Hurst Travis, Zhang Dong, Zhou Yuanzhe, Chen Shi-Jie
Department of Physics, University of Missouri-Columbia, Columbia, MO 65211, USA.
Department of Physics, University of Missouri-Columbia.
Commun Inf Syst. 2021;21(1):65-83. doi: 10.4310/cis.2021.v21.n1.a4.
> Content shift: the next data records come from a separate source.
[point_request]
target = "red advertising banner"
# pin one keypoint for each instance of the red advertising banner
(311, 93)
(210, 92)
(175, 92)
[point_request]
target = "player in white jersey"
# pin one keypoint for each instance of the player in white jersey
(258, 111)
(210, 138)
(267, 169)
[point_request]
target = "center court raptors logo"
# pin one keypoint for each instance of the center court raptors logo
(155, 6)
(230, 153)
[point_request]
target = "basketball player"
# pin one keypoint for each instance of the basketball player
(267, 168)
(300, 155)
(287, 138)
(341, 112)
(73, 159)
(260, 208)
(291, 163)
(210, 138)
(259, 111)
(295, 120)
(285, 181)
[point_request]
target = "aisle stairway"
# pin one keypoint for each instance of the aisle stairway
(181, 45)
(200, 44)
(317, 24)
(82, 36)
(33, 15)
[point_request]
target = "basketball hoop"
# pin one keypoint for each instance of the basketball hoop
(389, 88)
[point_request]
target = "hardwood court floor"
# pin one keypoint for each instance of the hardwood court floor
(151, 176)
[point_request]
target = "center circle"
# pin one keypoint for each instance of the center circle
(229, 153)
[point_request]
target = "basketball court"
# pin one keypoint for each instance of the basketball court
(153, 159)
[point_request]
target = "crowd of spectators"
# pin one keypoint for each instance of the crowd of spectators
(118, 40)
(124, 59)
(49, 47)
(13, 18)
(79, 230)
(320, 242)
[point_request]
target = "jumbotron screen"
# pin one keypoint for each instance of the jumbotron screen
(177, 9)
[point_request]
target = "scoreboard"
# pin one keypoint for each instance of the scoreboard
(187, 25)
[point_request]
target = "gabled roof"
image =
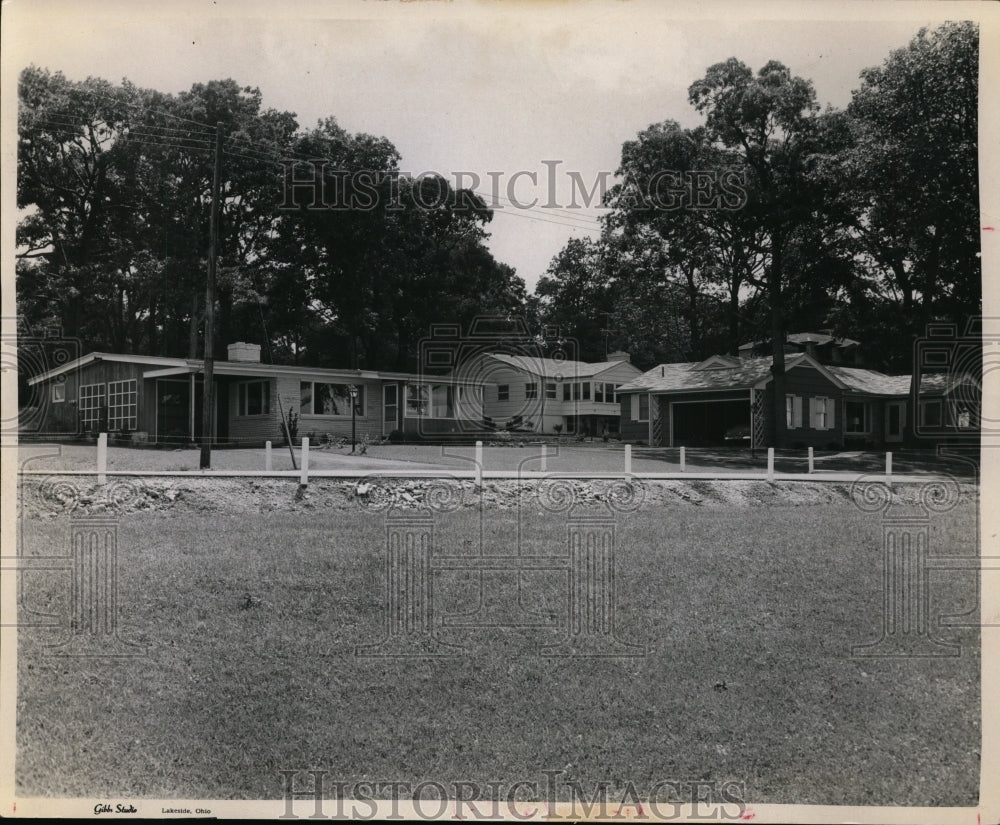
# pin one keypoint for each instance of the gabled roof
(160, 366)
(553, 368)
(756, 372)
(818, 338)
(872, 382)
(714, 362)
(688, 377)
(942, 383)
(69, 366)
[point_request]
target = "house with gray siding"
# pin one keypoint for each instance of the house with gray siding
(728, 400)
(159, 399)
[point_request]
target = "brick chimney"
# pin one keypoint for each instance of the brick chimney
(241, 351)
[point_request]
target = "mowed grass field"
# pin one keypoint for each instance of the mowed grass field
(250, 621)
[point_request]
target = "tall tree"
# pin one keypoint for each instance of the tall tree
(905, 189)
(768, 119)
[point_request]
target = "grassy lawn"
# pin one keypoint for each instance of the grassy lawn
(250, 621)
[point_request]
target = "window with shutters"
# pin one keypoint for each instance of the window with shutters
(253, 398)
(823, 414)
(793, 412)
(857, 417)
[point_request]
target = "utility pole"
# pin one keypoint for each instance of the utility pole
(208, 392)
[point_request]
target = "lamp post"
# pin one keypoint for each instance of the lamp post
(353, 390)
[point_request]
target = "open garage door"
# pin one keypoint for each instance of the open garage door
(711, 423)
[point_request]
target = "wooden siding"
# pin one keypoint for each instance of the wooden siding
(63, 416)
(810, 384)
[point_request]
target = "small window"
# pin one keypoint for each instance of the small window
(640, 406)
(823, 413)
(430, 401)
(793, 411)
(930, 413)
(856, 417)
(91, 402)
(254, 398)
(319, 398)
(122, 405)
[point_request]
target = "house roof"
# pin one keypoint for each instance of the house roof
(553, 368)
(160, 366)
(818, 338)
(688, 377)
(943, 383)
(754, 372)
(871, 382)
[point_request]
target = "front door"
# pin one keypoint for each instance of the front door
(895, 419)
(390, 406)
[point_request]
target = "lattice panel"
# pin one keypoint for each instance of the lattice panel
(758, 409)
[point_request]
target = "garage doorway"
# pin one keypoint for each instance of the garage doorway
(724, 423)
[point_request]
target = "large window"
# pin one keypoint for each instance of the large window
(317, 398)
(430, 401)
(91, 401)
(253, 398)
(122, 405)
(857, 417)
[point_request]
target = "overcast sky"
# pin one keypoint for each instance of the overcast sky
(481, 89)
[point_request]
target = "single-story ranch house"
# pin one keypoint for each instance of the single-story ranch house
(159, 399)
(728, 400)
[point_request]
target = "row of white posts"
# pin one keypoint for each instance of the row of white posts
(102, 460)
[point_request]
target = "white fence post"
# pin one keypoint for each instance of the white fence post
(102, 458)
(304, 469)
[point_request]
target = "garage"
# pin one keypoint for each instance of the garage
(710, 423)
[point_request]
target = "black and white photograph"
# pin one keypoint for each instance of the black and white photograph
(500, 411)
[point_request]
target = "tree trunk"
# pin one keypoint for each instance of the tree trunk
(777, 344)
(193, 328)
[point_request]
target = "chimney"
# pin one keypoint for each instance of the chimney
(241, 351)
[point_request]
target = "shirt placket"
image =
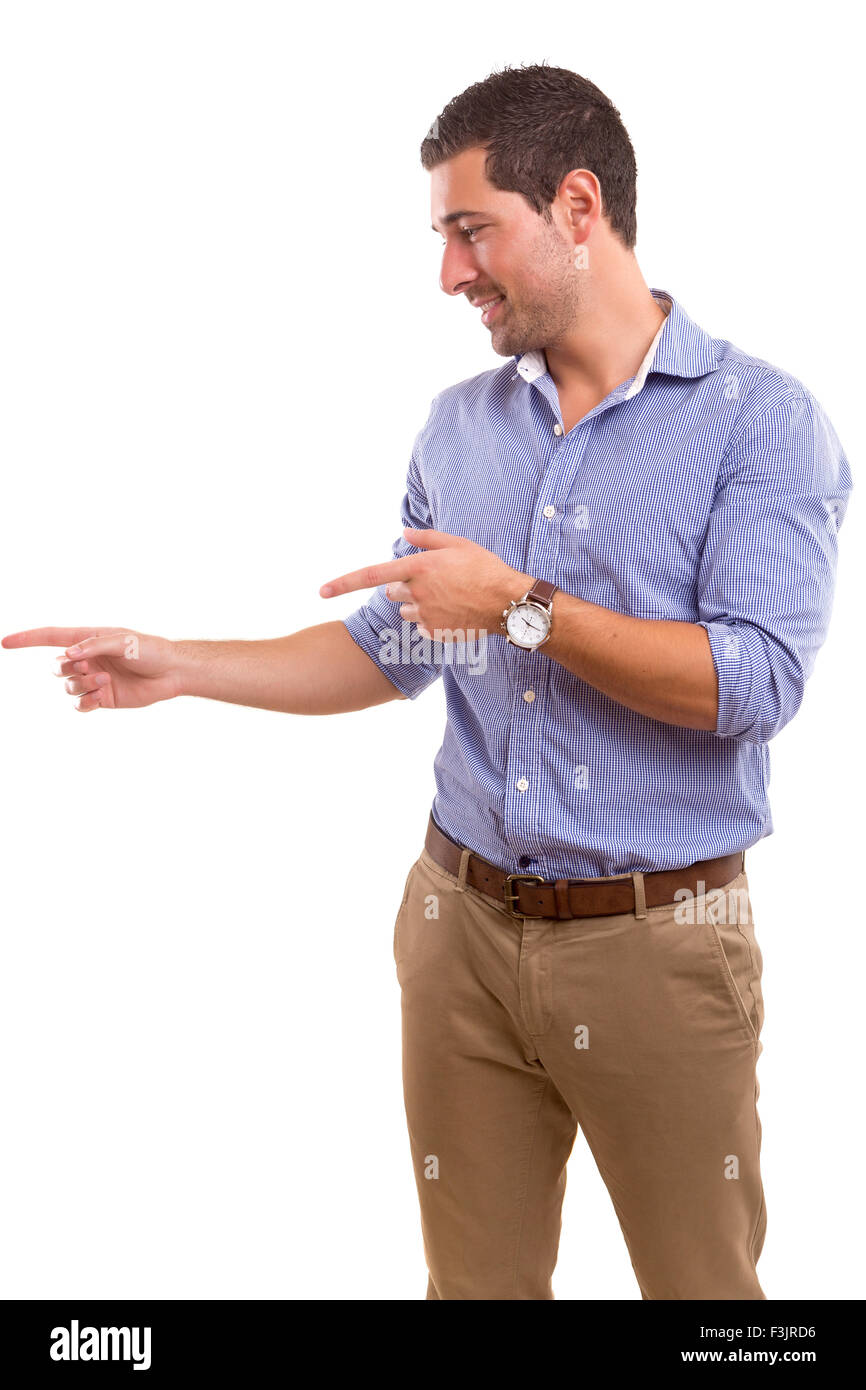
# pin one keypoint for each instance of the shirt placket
(530, 687)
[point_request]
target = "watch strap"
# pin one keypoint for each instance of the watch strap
(541, 592)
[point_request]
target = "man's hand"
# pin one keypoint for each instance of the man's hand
(453, 585)
(109, 667)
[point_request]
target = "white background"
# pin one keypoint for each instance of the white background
(221, 330)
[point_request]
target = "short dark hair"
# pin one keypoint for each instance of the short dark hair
(537, 124)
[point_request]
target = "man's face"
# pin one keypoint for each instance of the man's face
(499, 246)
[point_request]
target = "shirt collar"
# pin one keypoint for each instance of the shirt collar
(679, 349)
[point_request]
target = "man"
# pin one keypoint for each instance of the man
(638, 523)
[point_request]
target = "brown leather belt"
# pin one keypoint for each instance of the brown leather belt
(530, 895)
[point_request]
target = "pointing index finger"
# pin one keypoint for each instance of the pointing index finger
(46, 637)
(371, 577)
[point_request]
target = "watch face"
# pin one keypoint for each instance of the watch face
(527, 624)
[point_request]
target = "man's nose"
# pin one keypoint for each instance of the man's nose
(458, 270)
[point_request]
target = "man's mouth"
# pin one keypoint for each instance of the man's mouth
(489, 307)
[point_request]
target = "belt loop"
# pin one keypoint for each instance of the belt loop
(640, 897)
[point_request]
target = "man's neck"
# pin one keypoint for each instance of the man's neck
(613, 337)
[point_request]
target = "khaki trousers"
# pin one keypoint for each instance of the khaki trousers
(640, 1029)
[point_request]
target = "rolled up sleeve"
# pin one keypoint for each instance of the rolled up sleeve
(392, 642)
(768, 569)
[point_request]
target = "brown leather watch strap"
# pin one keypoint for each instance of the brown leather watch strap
(542, 592)
(527, 895)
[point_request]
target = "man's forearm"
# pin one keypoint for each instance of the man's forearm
(319, 670)
(654, 666)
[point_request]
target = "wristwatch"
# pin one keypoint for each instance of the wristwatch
(527, 622)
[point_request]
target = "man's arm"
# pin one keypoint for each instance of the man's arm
(656, 667)
(319, 670)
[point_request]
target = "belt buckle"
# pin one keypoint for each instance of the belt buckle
(510, 897)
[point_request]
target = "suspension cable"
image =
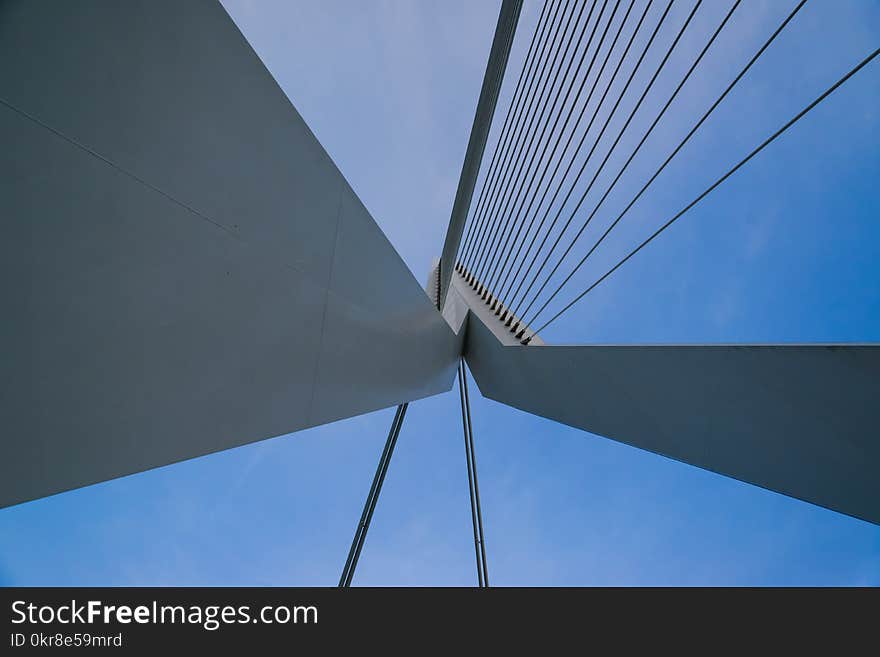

Because of their potential utility in predicting conformational changes and assessing folding dynamics, coarse-grained (CG) RNA folding models are appealing for rapid characterization of RNA molecules. Previously, we reported the iterative simulated RNA reference state (IsRNA) method for parameterizing a CG force field for RNA folding, which consecutively updates the simulation force field to reflect marginal distributions of folding coordinates in the structure database and extract various energy terms. While the IsRNA model was validated by showing close agreement between the IsRNA-simulated and experimentally observed distributions, here, we expand our theoretical understanding of the model and, in doing so, improve the parameterization process to optimize the subset of included folding coordinates, which leads to accelerated simulations. Using statistical mechanical theory, we analyze the underlying, Bayesian concept that drives parameterization of the energy function, providing a general method for developing predictive, knowledge-based, polymer force fields on the basis of limited data. Furthermore, we propose an optimal parameterization procedure, based on the principal of maximum entropy.
由于粗粒度(CG)RNA折叠模型在预测构象变化和评估折叠动力学方面具有潜在效用,因此对于快速表征RNA分子很有吸引力。此前,我们报道了用于为RNA折叠参数化CG力场的迭代模拟RNA参考状态(IsRNA)方法,该方法连续更新模拟力场以反映结构数据库中折叠坐标的边际分布并提取各种能量项。虽然通过显示IsRNA模拟分布与实验观察到的分布之间的密切一致性验证了IsRNA模型,但在此我们扩展了对该模型的理论理解,并在此过程中改进参数化过程以优化所包含折叠坐标的子集,从而加速模拟。利用统计力学理论,我们分析了驱动能量函数参数化的潜在贝叶斯概念,提供了一种基于有限数据开发预测性、基于知识的聚合物力场的通用方法。此外,我们基于最大熵原理提出了一种最优参数化程序。